I used to work in a VB.Net shop. It wasn't my favorite place, but it gave me an appreciation for modern VisualBasic, instead of old VB6 (which I also had to work on).

Part of what made VB.Net better was that it had more sane defaults. By default it enabled Option Explicit (require variables to be declared before use), and Option Strict (error on any narrowing conversions between data-types). One of its biggest weaknesses, however, was that you could turn those features off, something which was frequently done to make old-style VB6 code more compatible with VB.Net. Arguably, the biggest WTF was that Microsoft promised an "easy" path to upgrade VB6 code to VB.Net, through a mix of compatibility libraries and conversion tools that didn't work.

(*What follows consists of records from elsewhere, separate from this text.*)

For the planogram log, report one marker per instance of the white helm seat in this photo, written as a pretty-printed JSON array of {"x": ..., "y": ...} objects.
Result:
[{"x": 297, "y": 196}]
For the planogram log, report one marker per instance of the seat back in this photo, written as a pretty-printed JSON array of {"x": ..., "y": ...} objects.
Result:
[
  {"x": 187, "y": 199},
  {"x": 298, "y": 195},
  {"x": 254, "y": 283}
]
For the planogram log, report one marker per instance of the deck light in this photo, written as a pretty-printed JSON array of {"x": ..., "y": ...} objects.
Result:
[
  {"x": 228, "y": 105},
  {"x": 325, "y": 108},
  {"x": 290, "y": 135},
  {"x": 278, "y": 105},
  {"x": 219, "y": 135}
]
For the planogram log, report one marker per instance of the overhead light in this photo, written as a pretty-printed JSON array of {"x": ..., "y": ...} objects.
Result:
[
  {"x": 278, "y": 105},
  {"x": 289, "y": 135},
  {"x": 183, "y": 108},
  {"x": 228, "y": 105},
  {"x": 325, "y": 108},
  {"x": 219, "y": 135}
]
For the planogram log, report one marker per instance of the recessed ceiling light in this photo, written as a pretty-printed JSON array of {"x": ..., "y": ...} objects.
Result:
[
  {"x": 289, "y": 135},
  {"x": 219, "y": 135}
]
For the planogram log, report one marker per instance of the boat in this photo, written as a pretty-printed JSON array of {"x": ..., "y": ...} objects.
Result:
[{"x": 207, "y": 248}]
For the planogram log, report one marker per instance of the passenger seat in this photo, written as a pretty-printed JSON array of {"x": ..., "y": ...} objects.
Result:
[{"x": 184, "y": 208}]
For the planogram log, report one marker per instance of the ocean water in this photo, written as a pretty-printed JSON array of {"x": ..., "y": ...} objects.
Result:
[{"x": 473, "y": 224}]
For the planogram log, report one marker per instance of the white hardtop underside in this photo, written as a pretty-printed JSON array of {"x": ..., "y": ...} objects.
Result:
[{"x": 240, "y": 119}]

Which brings us to this VB.Net code that Stephen inherited. It's a small WTF, but so representative of the ways in which things could go very wrong.

Private m_intErrorCode As Integer Public Property ErrorCode() As String Get Return m_intErrorCode End Get Set(ByVal Value As String) m_intErrorCode = Value End Set End Property

The private member is an Integer. The public interface is a String. Every get/set ends up converting between these two data-types. This is the kind of thing that someone has to go out of their way to enable. And yes, if the input value isn't a valid number, this throws an exception.

And this small example hints at a much larger problem: you know this is codebase is a pile of string-ly typed data getting chucked around between modules, stuffed into strongly typed values only at the lowest layers, and is stuffed with unexpected crashes when runtime type checks fail.